Shooting Darkens Sandy Hook Elementary School's Shining Reputation

The school's small classes and top staff draw families to the Newtown area.

ByABC News
December 14, 2012, 6:43 PM

Dec. 15, 2012— -- Sandy Hook Elementary is extraordinary for Friday's shooting that killed 27 people, 20 of them children. But before the shooting, it was simply an extraordinary school.

With its small class sizes and reputation as one of Connecticut's top schools, Sandy Hook Elementary School is the jewel of this picturesque New England town.

With almost all perfect scores from reviewers on school-rating website greatschools.org, the school is a magnet for young families who endure long drives to and from Hartford or New Haven so their kids can be educated here.

"Husbands will sacrifice the commute just to come to Newtown," said Barbara Frey, a local realtor.

Caitlin Tefft, 21, went to Sandy Hook for six years as a little girl.

"It's a small school, but it was just really important to me and really important to my development," she said.

While the town is idyllic and the school offers a warm embrace to its approximately 450 kindergarteners through fourth-graders, Tefft remembered how prepared they were for a tragedy like Friday's, holding drills in the very classrooms so terrorized during the emergency.

"The teacher would lock the door and shut off the lights," she said. "You had to be quiet and not talk, which is really hard for kids, especially when they think it's not real.

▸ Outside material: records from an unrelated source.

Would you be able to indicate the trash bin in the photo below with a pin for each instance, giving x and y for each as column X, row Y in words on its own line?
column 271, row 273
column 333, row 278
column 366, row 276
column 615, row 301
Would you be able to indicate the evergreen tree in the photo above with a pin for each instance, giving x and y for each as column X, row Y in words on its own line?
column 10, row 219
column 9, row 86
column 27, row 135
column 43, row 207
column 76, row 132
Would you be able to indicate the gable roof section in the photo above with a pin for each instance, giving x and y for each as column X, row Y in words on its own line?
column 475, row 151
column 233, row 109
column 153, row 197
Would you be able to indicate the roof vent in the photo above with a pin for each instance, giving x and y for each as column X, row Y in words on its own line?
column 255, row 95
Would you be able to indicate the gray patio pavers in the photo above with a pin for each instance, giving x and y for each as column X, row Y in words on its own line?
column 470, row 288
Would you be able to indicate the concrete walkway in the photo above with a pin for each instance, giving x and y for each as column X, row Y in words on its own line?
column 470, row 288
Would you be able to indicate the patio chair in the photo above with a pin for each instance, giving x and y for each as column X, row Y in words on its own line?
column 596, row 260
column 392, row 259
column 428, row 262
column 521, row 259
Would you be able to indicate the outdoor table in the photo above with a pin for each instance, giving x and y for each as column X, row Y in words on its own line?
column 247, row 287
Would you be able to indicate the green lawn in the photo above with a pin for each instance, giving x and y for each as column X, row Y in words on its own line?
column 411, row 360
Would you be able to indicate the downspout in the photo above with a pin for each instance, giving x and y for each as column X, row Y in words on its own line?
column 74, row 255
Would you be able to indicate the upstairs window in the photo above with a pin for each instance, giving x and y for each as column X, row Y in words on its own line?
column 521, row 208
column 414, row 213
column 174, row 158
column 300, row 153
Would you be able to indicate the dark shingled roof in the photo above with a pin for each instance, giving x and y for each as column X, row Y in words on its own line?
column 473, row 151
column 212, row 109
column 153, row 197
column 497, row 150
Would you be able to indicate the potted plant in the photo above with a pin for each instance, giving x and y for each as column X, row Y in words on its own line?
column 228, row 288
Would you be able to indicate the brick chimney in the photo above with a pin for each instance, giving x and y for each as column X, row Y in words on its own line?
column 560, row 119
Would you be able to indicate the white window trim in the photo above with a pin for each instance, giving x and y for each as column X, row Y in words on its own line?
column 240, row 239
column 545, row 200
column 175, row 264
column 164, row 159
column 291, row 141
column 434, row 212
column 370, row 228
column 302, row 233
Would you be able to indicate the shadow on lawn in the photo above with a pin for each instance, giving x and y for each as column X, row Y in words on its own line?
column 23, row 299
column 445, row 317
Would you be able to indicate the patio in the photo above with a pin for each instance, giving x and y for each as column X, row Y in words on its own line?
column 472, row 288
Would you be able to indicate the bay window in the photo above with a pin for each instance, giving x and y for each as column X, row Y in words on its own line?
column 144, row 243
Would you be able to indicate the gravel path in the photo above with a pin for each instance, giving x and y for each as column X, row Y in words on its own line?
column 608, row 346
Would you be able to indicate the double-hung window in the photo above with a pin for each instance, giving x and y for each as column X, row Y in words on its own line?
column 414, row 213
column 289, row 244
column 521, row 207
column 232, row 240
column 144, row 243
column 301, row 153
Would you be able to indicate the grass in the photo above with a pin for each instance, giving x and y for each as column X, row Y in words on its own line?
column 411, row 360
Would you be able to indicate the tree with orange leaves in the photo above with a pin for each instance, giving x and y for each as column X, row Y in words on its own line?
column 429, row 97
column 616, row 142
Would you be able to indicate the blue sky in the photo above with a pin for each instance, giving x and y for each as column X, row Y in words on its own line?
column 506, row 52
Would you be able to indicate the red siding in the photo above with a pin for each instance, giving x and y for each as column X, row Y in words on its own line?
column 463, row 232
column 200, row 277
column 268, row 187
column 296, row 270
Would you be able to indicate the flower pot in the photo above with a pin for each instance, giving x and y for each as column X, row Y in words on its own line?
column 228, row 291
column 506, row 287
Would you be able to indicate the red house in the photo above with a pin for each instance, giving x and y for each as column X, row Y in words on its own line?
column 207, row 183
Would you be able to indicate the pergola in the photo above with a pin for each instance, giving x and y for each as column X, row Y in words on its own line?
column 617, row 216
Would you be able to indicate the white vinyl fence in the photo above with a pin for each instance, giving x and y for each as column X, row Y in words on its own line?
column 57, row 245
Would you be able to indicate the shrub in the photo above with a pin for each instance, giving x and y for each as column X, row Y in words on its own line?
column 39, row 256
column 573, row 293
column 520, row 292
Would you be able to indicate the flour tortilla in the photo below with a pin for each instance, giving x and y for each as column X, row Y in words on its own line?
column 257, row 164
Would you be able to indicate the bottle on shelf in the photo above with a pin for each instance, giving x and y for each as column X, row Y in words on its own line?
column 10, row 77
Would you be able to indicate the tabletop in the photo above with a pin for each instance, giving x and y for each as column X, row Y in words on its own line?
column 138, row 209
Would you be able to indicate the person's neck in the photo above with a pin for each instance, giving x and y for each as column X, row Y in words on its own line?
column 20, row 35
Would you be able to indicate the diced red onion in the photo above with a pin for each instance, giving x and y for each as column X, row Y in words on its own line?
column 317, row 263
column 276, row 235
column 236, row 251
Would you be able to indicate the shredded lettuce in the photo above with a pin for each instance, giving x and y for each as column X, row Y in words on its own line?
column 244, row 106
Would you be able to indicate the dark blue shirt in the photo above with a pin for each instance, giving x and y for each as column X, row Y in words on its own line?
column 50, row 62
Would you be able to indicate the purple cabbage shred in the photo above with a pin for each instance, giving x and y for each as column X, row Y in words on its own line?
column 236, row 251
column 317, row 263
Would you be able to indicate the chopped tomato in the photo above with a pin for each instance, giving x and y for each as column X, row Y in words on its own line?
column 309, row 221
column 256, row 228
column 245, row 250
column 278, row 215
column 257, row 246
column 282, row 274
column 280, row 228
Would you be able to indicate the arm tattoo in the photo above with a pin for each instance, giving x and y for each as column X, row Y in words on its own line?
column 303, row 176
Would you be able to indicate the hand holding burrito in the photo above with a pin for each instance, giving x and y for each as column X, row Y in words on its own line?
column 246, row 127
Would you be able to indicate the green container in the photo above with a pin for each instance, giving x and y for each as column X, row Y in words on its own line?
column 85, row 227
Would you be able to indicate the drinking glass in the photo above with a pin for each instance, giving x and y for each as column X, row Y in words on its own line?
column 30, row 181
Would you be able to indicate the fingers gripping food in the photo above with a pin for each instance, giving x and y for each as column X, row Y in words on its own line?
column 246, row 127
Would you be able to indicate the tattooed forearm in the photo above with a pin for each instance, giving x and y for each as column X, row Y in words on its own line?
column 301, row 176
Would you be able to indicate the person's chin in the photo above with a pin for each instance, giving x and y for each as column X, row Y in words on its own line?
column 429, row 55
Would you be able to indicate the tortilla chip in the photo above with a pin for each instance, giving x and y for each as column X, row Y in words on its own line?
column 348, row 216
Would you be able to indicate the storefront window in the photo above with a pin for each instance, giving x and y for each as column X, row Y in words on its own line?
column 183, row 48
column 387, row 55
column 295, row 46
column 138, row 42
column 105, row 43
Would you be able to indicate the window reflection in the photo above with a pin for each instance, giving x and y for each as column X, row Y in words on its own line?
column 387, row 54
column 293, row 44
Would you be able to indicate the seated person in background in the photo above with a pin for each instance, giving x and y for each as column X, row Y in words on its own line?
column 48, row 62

But I think most of them knew that something was really serious this time."

CLICK HERE for more photos from the scene.

In 2009, a parent submitted a review of Sandy Hook on greatschools.org that said, "All of my 5 children have done well, overcome obstacles with the stellar teaching staff, and have always felt valued at Sandy Hook School. Every staff member holds the bar as high for themselves as they do for the students. There has always been a family like atmosphere, highly personable as well as professional. The school motto 'think you can, work hard, get smart, be kind' is integrated into all areas, and it shows!"

Another reviewer praised the harmonious way the school reflected the diversity in the Newtown area.

The pain this town feels is magnified by the irony that its pride and joy -- Sandy Hook Elementary -- bears a new legacy so different from the old.

"It's extremely painful," said Brad Tefft, a Newtown resident and the father of Caitlin Tefft. "I mean, we're all in shock. You see people coming up to the church just to walk in and pray, and they have these blank faces."